Words by Peter Cossins | Photo: SWpix.com
Prior to the start of the Tour’s third stage between Lorient and Pontivy, Deceuninck-QuickStep lead-out man Michael Mørkøv, who’s recognised as the best in the business when it comes to getting his sprinter in the right place to go for victory, predicted that the finale would be more frantic and dangerous of the race so far.
“It’s going to be more nervous than the first two days. It’s going to be very dangerous because of the size of the roads and also because it looks like it’s going to be wet,” said the highly experienced Danish rider.
“It’s down to the way the parcours is designed,” he continued. “We’ll be going on super narrow roads, just one-lane wide. Everybody has to be up there – the sprinters, the GC guys. If you’re not up there at the front you’ve got no chance on this stage.”
Mørkøv was far from the only rider to be concerned about the final run-in to Pontivy. His teammate Tim Declercq was reported to have put in a request to the race commissaires for GC times to be taken at the 8km-to-go mark, in order to reduce the number of riders who would be battling to be at the front of the peloton from that point on. Nothing came of this request and the stage went ahead as planned, with all riders having to be in the front group at the 3km mark if they wanted to be credited with the same time as the stage winner.
Four hours later, Mørkøv’s prediction had proved frighteningly correct and several of the Tour’s biggest names were heading for the Tour’s mobile x-ray lab and to the hospital in Pontivy. Jack Haig crashed out of the race at a pinch point that led into a tight left-hand bend. Defending champion Tadej Pogačar was also caught up in the incident, although he was fortunate enough to be able to remount quickly and limit his losses to a comparatively insignificant 26 seconds.
At the final bend, just 150 metres from the finish line, Caleb Ewan went down extremely hard after clipping stage winner Tim Merlier’s rear wheel. Like his compatriot Haig, the Australian sprinter won’t restart on Tuesday after suffering a broken collar-bone.
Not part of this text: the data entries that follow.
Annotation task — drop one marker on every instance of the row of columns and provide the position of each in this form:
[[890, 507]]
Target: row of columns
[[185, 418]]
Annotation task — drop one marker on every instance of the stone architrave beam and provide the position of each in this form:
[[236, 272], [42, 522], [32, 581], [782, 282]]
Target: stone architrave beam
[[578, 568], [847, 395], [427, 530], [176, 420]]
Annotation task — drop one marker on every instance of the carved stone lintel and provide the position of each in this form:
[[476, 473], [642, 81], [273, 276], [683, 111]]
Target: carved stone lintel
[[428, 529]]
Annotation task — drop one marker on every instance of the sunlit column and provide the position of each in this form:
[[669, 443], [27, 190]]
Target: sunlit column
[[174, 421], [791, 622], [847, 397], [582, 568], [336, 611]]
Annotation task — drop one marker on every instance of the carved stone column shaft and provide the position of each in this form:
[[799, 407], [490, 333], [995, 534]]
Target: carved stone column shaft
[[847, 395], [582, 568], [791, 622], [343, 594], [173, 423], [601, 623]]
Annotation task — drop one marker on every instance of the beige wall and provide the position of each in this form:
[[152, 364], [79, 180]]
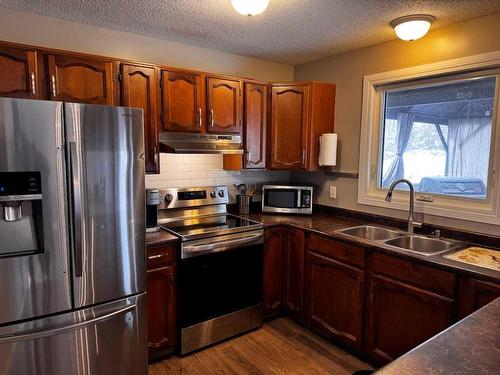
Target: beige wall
[[54, 33], [347, 70]]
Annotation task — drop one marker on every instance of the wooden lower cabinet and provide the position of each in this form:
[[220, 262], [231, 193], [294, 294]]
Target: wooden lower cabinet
[[161, 297], [273, 267], [402, 316], [474, 294], [335, 299], [293, 275]]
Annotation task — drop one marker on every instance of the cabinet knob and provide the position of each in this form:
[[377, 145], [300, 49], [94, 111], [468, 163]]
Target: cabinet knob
[[157, 256]]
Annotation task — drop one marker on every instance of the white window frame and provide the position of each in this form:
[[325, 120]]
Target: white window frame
[[484, 211]]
There had been further incidents earlier in the stage too. In the first hour, Geraint Thomas crashed, dislocating a shoulder. The medical staff popped it back in and the 2018 Tour champion was able to continue. Not long before the peloton reached the final tricky section, another Tour favourite, Primož Roglič, veered sideways out of the bunch, landing heavily on his back and buttocks. He too managed to remount and finish, his shorts tattered and jersey ripped, a hole also blown in his GC hopes.
Moments after the finish, French TV switched from rerunning the finish line images to an interview with Groupama-FDJ boss Marc Madiot, whose sprinter Arnaud Démare had also been involved in the Haig crash. The Frenchman was incandescent. “There are lots of families that watch the Tour de France on the television and they’ll be saying tonight that they don’t want their kids taking part in the Tour de France. They won’t want their kids taking up cycling because of what we’ve seen today.
“We’ve been talking about this for a long time and we have to find solutions. We can’t continue like this, it’s not cycling any more. With the bend at 150 metres, what state is Ewan in now? We have to change. Perhaps we have to change the equipment, to get rid of earpieces, to do all kinds of things, but we have to do something because if we don’t act there will be deaths… It’s the route, but there’s all kind of other factors to blame too.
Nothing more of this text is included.